Reporter: Ahmad Febrian | Editor: Ahmad Febrian
Meski Kementerian Komunikasi dan Informatika (Kominfo) sudah mengembalikan tarif interkoneksi ke skema lama, polemik tak kunjung berhenti. Indosat Ooredoo bertekad tetap memakai tarif interkoneksi baru. “Dengan penurunan tarif interkoneksi ini, masyarakat akan dapat menikmati layanan telekomunikasi dengan harga yang lebih terjangkau,” kata Alexander Rusli, Presiden Direktur dan CEO Indosat Ooredoo, dalam pernyataan tertulis pekan lalu.

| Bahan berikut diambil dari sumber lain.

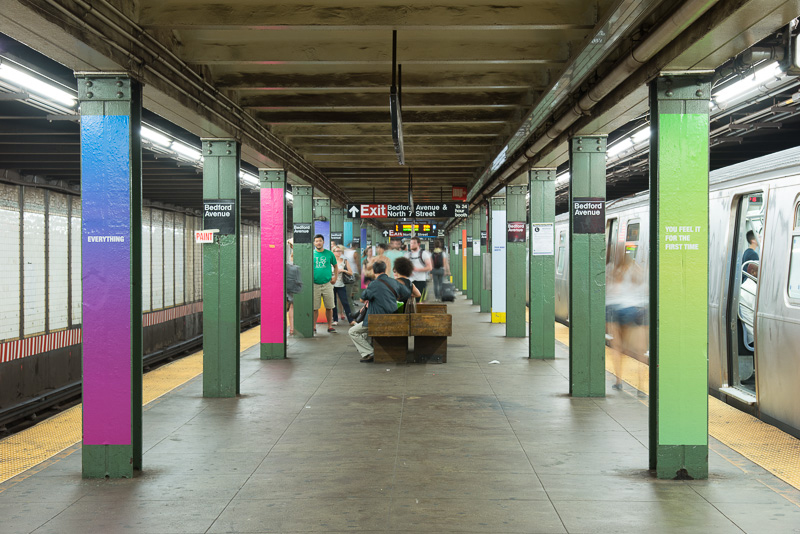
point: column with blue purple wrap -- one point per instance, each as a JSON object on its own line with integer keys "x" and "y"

Yaqut Cholil Qoumas, Anggota Komisi VI FPKB DPR RI, memaparkan terkait prinsip keadilan dan persaingan usaha yang sehat, sebaiknya berlakukan skema asimetris dalam perhitungan dasar biaya interkoneksi. “Artinya, dengan skema asimetris, biaya interkoneksi berdasarkan pada biaya yang dikeluarkan atas kerja keras membangun jaringan dan efisiensi dari masing-masing operator (cost based)," ungkapnya, Senin (5/9).
Biaya interkoneksi merupakan cost recovery operator. Berdasarkan RDPU Komisi I DPR dengan para operator akhir Agustus lalu, cost recovery Telkom dan Telkomsel sebesar Rp 285 per menit. Sedangkan cost recovery, Indosat Rp 86 per menit, XL Axiata Rp 65 per menit, Smartfren Rp100 per menit dan Tri Rp120 per menit. "Dengan demikian, tarif interkoneksi yang rencananya Rp 204 per menit jauh di bawah cost recovery Telkom dan Telkomsel," terangnya. Dengan kata lain, BUMN tersebut harus nombok.
Bagaimana klaim tarif ke masyarakat semakin murah dengan penurunan tarif interkoneksi? Betul, tapi tidak signifikan. Dalam rapat dengan DPR Menkominfo Rudiantara menjelaskan, kontribusi tarif interkoneksi ke tarif ritel masyarakat adalah 15%. Jadi, kalau turun 26% cuma menurunkan tarif masyarakat 3,7%. Kalau memang berniat ingin menurunkan tarif ke masyarakat, silakan turunkan biaya yang kontribusinya tinggi, seperti marketing, biaya promosi dan margin. Beranikah operator?